Seventy-eight percent of community bank executives believe the U.S. housing market will crash at some point in the next four years, according to a survey published last Wednesday by software firm MANTL and Wakefield Research.
Home prices have risen 18.1 percent in the 12 months ending 31 August, according to data service Corelogic, the fastest climb in 45 years, driven by high demand, an increasing shortage of new homes, and rock-bottom interest rates.
Home prices are now higher than their peak just before the housing market’s 2007 collapse helped to trigger the Great Recession.
U.S. homeowners are cashing in their windfall, taking more than $63 billion in home equity loans just in this year’s second quarter and adding to their home-related debt, data firm Black Knight reported.
However, not everyone sees the housing market as heading for a fall.
When the market collapsed at the beginning of the Great Recession, 40 percent of homeowners with troubled mortgage loans had at least 10 percent equity in their homes; today, 98 percent do, according to Black Knight.
Also, the rate of home price increases has begun to ease.
The median U.S. price rose 1.3 percent in August, compared to 1.8 percent in July, more homes are available for sale, and fewer homes are drawing bids tens of thousands of dollars over the asking price, as we reported in “Demand for Homes Cools Amid Record Prices” (17 Aug 2021).
TREND FORECAST: As we have long forecast, the housing market will go down when the U.S. Federal Reserve raises its key interest rate above 1.5 percent.
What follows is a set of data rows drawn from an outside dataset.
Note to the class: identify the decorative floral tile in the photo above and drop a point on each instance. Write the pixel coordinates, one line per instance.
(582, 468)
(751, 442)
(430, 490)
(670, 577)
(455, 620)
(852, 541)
That will happen long before 2026, probably as soon as next year if inflation fails to ease significantly in the next few months.
NOTE: When the housing markets slump, private equity companies—as they did before and are doing now—will keep buying up more houses to rent… because less people will be able to afford to own homes despite price declines. 
And, unlike the Panic of ’08, the current real estate boom was not artificially propped up with subprime mortgages. Those who have bought homes since the COVID War began, could afford them.